A good choice of cp for pruning is often the leftmost value for which the mean lies below the horizontal line. In the Boston housing example, you may conclude that having a tree mode with more than 10 splits is not helpful.
To look at the error vs size of tree more carefully, you can look at the following table:
printcp(boston_largetree)
##
## Regression tree:
## rpart(formula = medv ~ ., data = boston_train, cp = 0.001)
##
## Variables actually used in tree construction:
## [1] age crim dis lstat nox ptratio rm tax
##
## Root node error: 38652/455 = 84.95
##
## n= 455
##
## CP nsplit rel error xerror xstd
## 1 0.4596875 0 1.00000 1.00268 0.088248
## 2 0.1840003 1 0.54031 0.61664 0.060139
## 3 0.0553422 2 0.35631 0.44374 0.049993
## 4 0.0440342 3 0.30097 0.37817 0.047625
## 5 0.0293465 4 0.25694 0.36334 0.048169
## 6 0.0166928 5 0.22759 0.31131 0.044247
## 7 0.0152678 6 0.21090 0.28782 0.041987
## 8 0.0143798 7 0.19563 0.28442 0.041996
## 9 0.0087457 8 0.18125 0.27679 0.041338
## 10 0.0079478 9 0.17250 0.26690 0.041899
## 11 0.0061900 10 0.16456 0.26761 0.041865
## 12 0.0059678 11 0.15837 0.26538 0.041927
## 13 0.0049986 12 0.15240 0.26441 0.041942
## 14 0.0042142 13 0.14740 0.25229 0.041068
## 15 0.0038490 14 0.14318 0.24916 0.040708
## 16 0.0034799 15 0.13934 0.24782 0.040654
## 17 0.0032086 16 0.13586 0.23767 0.037795
## 18 0.0021502 17 0.13265 0.23588 0.037810
## 19 0.0020504 18 0.13050 0.23732 0.037840
## 20 0.0017577 19 0.12845 0.23777 0.037846
## 21 0.0014051 21 0.12493 0.23877 0.037922
## 22 0.0012637 22 0.12353 0.24300 0.037957
## 23 0.0012431 23 0.12226 0.24211 0.037956
## 24 0.0011411 24 0.12102 0.24185 0.037940
## 25 0.0010000 27 0.11760 0.24218 0.037946
Root node error is the error when you do not do anything too smart in prediction, in regression case, it is the average (mean) squared error (MSE) if you use the average of medv as the prediction. Note it is the same as
sum((boston_train$medv - mean(boston_train$medv))^2)/nrow(boston_train)
## [1] 84.95031
The first 2 columns CP and nsplit tells you how large the tree is. rel.error \(\times\) root node error gives you the in sample error.

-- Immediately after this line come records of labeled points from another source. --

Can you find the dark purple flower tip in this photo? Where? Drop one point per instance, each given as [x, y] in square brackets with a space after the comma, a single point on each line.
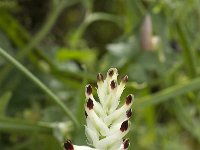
[126, 143]
[90, 104]
[129, 99]
[99, 77]
[125, 79]
[86, 114]
[113, 84]
[89, 89]
[124, 126]
[110, 72]
[68, 145]
[129, 113]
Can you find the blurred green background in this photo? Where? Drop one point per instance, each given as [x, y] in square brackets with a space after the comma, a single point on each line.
[65, 43]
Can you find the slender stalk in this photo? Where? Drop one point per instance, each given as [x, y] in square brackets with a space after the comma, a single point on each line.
[188, 53]
[168, 93]
[43, 87]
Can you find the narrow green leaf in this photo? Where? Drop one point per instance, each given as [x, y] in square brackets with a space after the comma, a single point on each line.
[4, 99]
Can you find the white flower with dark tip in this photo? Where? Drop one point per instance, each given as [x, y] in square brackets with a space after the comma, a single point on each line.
[106, 122]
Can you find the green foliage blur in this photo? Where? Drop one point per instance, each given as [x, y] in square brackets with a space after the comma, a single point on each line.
[65, 43]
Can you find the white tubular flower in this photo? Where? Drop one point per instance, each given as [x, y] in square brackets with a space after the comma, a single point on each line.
[106, 122]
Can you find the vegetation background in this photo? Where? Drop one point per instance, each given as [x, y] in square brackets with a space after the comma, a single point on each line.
[65, 43]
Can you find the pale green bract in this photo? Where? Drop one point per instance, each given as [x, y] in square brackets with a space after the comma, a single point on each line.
[106, 122]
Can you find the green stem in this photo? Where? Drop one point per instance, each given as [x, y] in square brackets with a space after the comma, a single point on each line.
[39, 84]
[188, 53]
[12, 125]
[168, 93]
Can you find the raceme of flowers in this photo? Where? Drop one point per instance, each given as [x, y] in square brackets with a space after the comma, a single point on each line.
[106, 122]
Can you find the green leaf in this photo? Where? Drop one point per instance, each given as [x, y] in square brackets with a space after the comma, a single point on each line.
[4, 99]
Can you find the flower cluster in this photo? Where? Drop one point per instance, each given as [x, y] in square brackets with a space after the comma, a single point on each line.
[106, 122]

xerror gives you the cross-validation (default is 10-fold) error. You can see that the rel error (in-sample error) is always decreasing as model is more complex, while the cross-validation error (measure of performance on future observations) is not. That is why we prune the tree to avoid overfitting the training data.

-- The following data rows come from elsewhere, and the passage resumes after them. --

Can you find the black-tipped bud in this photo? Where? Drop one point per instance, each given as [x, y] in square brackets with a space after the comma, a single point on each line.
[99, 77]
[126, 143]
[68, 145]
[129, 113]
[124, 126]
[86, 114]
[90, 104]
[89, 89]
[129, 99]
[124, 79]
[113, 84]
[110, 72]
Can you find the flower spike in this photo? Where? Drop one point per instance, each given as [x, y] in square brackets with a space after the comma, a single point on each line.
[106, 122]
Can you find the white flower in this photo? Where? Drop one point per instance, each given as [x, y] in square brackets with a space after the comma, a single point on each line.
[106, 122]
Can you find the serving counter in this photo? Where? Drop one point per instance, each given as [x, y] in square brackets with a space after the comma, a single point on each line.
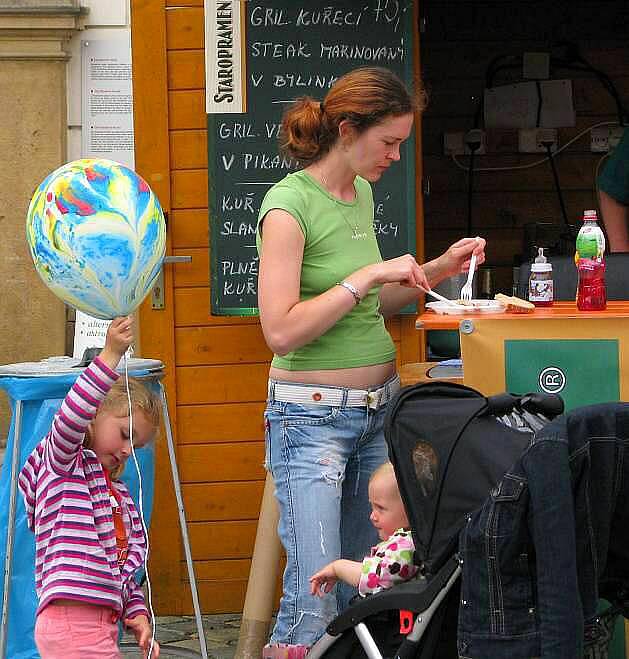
[581, 355]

The way rpart() does it is that it uses some default control parameters to avoid fitting a large tree. The main reason for this approach is to save computation time. For example by default rpart set a cp = 0.01 and the minimum number of observations that must exist in a node to be 20. Use ?rpart.control to view these parameters. Sometimes we wish to change these parameters to see how more complex trees will perform, as we did above. If we have a larger than necessary tree, we can use prune() function and specify a new cp:
prune(boston_largetree, cp = 0.008)
## n= 455
##
## node), split, n, deviance, yval
## * denotes terminal node
##
## 1) root 455 38652.3900 22.44593
## 2) rm< 6.9715 393 16978.1700 19.96387
## 4) lstat>=14.4 159 3089.0480 14.80314
## 8) crim>=6.99237 70 987.7749 11.79143 *
## 9) crim< 6.99237 89 966.9598 17.17191 *
## 5) lstat< 14.4 234 6777.0670 23.47051
## 10) lstat>=5.41 204 3722.1120 22.43627
## 20) lstat>=9.725 102 611.0287 20.65784 *
## 21) lstat< 9.725 102 2465.8680 24.21471
## 42) nox< 0.589 95 1054.1060 23.58105 *
## 43) nox>=0.589 7 855.9486 32.81429 *
## 11) lstat< 5.41 30 1352.9300 30.50333
## 22) tax< 364 23 295.2365 28.05652 *
## 23) tax>=364 7 467.5571 38.54286 *
## 3) rm>=6.9715 62 3906.2030 38.17903
## 6) rm< 7.437 35 696.3760 33.02000 *
## 7) rm>=7.437 27 1070.7200 44.86667
## 14) ptratio>=17.6 7 465.9686 38.88571 *
## 15) ptratio< 17.6 20 266.7080 46.96000 *
Exercise: Prune a classification tree. Start with “cp=0.001”, and find a reasonable cp value, then obtain the pruned tree.
Some software/packages can automatically prune the tree.